Establishment and analysis of a prognostic model of pancreatic ductal adenocarcinomas based on nerve-cancer crosstalk-related genes.

Abstract

Pancreatic ductal adenocarcinoma (PDAC) is a highly malignant tumor with a five-year survival rate of 13%, the lowest among all malignant tumors. The work aims to use bioinformatics methods to mine Nerve-cancer crosstalk-related genes (NCCGs) in pancreatic cancer and evaluate their correlation with tumor stage and prognosis, thereby providing a new direction of development and experimental basis for pancreatic cancer treatment. This study included 185 individuals with PDAC from the TCGA database, together with clinical and RNA sequencing data.
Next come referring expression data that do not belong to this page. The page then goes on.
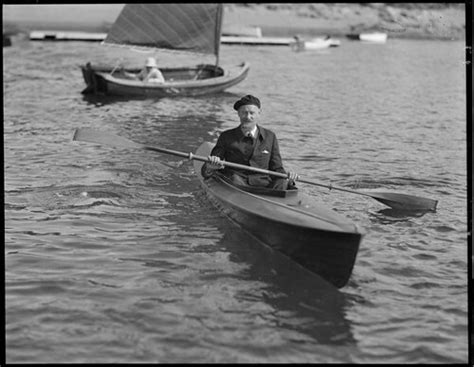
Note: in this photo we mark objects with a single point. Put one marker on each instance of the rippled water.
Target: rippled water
(116, 256)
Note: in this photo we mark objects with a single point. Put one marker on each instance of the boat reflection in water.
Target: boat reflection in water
(301, 301)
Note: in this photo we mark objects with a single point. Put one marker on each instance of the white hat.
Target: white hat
(151, 62)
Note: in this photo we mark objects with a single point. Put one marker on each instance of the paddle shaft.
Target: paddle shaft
(394, 200)
(248, 168)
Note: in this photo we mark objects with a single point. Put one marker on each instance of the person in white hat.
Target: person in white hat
(150, 72)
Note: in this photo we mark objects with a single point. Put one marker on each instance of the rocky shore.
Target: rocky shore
(399, 20)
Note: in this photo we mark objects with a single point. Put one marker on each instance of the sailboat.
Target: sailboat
(191, 28)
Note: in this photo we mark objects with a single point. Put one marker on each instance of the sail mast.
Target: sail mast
(219, 17)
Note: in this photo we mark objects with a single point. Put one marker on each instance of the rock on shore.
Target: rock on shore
(399, 20)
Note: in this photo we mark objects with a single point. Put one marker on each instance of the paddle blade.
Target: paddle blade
(404, 202)
(100, 137)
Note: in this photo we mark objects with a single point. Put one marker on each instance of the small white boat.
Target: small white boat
(314, 44)
(371, 37)
(377, 37)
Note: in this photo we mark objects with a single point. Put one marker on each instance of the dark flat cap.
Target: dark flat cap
(248, 99)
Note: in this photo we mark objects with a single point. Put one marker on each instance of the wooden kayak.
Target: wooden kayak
(181, 81)
(290, 222)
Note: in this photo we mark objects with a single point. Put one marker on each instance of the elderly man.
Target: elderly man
(252, 145)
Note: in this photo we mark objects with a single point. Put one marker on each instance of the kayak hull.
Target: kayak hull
(308, 233)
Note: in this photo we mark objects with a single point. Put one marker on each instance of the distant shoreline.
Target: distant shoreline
(420, 21)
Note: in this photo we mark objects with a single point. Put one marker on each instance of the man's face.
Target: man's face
(249, 116)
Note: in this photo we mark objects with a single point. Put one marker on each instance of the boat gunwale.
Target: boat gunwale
(239, 70)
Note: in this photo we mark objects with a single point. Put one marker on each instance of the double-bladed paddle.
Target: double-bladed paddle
(391, 199)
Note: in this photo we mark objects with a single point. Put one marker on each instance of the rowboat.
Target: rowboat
(192, 29)
(180, 81)
(289, 222)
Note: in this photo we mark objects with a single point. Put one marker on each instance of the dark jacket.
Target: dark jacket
(261, 152)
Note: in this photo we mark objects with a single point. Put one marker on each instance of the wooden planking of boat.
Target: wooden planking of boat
(166, 26)
(289, 222)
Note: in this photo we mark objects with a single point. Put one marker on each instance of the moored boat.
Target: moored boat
(369, 37)
(194, 29)
(180, 81)
(318, 43)
(290, 222)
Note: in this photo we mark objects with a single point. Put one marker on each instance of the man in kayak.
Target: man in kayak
(252, 145)
(149, 73)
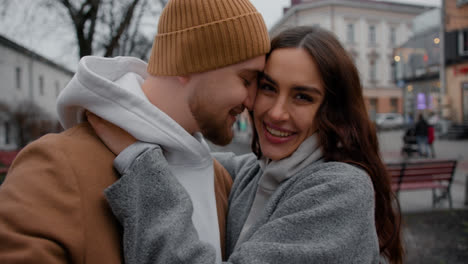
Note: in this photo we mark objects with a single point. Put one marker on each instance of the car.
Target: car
(389, 121)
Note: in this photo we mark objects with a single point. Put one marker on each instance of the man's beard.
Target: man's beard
(212, 125)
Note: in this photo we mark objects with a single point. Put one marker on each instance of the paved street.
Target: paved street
(390, 146)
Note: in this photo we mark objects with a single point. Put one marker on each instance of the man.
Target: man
(201, 74)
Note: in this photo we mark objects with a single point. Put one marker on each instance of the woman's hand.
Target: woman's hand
(115, 138)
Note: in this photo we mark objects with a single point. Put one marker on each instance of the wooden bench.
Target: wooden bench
(436, 175)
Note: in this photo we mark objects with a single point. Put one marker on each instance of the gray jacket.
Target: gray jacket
(323, 214)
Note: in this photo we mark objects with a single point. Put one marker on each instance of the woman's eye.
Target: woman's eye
(246, 82)
(304, 97)
(266, 87)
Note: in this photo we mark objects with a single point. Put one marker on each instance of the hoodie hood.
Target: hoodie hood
(111, 89)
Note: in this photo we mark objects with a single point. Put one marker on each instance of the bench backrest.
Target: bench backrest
(424, 171)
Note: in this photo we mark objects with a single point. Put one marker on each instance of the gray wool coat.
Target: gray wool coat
(322, 214)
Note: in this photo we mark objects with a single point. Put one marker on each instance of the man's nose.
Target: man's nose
(250, 99)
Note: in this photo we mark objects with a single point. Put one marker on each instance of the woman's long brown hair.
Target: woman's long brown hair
(344, 128)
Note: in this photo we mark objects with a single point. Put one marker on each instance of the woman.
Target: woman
(315, 189)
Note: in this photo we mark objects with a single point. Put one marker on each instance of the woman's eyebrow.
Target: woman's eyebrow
(268, 78)
(250, 73)
(311, 89)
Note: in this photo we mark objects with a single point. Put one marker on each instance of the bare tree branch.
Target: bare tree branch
(123, 26)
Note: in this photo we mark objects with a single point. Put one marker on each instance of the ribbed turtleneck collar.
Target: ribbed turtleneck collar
(274, 172)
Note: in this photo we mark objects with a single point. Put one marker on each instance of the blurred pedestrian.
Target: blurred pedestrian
(430, 139)
(421, 132)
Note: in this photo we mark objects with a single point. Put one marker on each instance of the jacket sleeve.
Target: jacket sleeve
(39, 208)
(312, 223)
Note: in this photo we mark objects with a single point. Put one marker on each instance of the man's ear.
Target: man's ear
(183, 79)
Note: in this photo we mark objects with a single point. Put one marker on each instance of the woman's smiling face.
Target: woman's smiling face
(288, 97)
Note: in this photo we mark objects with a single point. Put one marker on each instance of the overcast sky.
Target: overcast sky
(49, 42)
(273, 9)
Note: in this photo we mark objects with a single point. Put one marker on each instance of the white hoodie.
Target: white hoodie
(111, 88)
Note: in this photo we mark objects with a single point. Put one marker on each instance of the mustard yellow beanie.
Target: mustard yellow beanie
(202, 35)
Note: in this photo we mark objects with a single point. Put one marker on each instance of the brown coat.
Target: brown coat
(52, 207)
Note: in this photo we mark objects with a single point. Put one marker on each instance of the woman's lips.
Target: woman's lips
(277, 135)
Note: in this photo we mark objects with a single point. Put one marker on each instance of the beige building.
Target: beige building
(26, 77)
(456, 57)
(370, 31)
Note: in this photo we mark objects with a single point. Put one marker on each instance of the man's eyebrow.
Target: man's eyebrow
(265, 76)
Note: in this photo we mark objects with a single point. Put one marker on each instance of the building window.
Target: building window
(372, 71)
(393, 36)
(463, 42)
(57, 88)
(373, 104)
(372, 35)
(350, 33)
(7, 133)
(18, 78)
(41, 85)
(394, 105)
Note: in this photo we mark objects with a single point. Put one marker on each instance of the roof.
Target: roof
(360, 4)
(27, 52)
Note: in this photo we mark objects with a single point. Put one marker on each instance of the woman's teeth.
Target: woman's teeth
(277, 133)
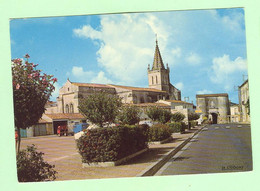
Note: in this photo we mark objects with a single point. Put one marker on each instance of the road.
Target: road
(216, 149)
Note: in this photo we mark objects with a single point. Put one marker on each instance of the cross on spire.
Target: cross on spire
(157, 61)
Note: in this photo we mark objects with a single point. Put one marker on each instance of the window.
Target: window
(71, 108)
(67, 109)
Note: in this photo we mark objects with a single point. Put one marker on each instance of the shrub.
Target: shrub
(159, 132)
(153, 113)
(177, 127)
(32, 168)
(129, 115)
(164, 116)
(112, 143)
(178, 117)
(100, 108)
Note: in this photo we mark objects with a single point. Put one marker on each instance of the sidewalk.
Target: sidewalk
(70, 168)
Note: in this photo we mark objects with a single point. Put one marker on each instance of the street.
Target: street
(217, 148)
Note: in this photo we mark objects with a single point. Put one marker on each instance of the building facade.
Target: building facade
(159, 77)
(65, 111)
(244, 102)
(214, 107)
(234, 113)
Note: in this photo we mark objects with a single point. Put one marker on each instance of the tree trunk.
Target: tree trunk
(18, 140)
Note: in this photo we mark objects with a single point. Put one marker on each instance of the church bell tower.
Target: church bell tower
(158, 75)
A review of prior studies revealed the mechanism of neural-cancer crosstalk and identified 42 neural-cancer crosstalk-related genes (NCCGs). Multivariate logistic regression analysis showed that NGFR (OR=39.076, 95% CI; P<0.05), CHRNB2 (OR=41.076, 95% CI; P<0.05), and CHRNA10 (OR=39.038, 95% CI; P<0.05) were identified as independent risk factors for PNI development. Pearson correlation analysis revealed that CHRNA10 was negatively connected with PDAC microsatellite instability, whereas CHRNA10, CHRNB2, and NGFR were negatively correlated with PDAC tumor mutation burden. The GEPIA database revealed that CHRNB2 expression was higher in stage I PDAC. The pancreatic cancer single-cell dataset PAAD_CRA001160 revealed that malignant tumor cells, ductal cells, endothelial cells and fibroblasts accounted for a large proportion in the tumor microenvironment of pancreatic cancer. Furthermore, the NGFR gene was shown to be more significantly expressed in various pancreatic cancer cells. Bioinformatics analysis was used to create a validated prognostic model of pancreatic cancer, which explored the critical mechanisms of neural-tumor interactions and revealed the potential of cancer-neural crosstalk-related genes as prognostic biomarkers and anti-tumor therapy targets.